Full Cooperation in Repeated Multi-Player Games on Hypergraphs
Abstract
Nearly all living systems, especially humans, depend on collective cooperation for survival and prosperity. However, the mechanisms driving the evolution of cooperative behavior remain poorly understood, particularly in the context of simultaneous interactions involving multiple individuals, repeated encounters, and complex interaction structures. Here, we introduce a novel framework for studying repeated multi-player interactions in structured populations -- repeated multi-player games on hypergraphs -- where multiple individuals within each hyperedge engage in a repeated game, and each player can simultaneously participate in many games. We focus on public goods games, where individuals differ in their initial endowments, their allocation of endowments across games, and their productivity, which determines the impact of their contributions. Through Nash equilibrium analysis, we reveal the intricate interplay between full cooperation (all individuals contribute their entire endowments, maximizing collective benefits) and key factors such as initial endowments, productivity, contribution strategies, and interaction structure.

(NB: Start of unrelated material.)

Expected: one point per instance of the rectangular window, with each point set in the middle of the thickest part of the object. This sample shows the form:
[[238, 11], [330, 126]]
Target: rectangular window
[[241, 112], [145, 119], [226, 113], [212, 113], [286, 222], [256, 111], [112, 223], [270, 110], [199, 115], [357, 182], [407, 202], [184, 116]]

Notably, while equal endowments are most effective in promoting full cooperation in homogeneous hypergraphs, they can hinder cooperation in heterogeneous hypergraphs, suggesting that equal endowments are not universally optimal. To address this, we propose two optimization strategies: one for policymakers to adjust endowment distributions and another for players to modify their contribution strategies. Both approaches successfully promote full cooperation across all studied hypergraphs. Our findings provide novel insights into the emergence of full cooperation, offering valuable guidance for both players and policymakers in fostering collective cooperation.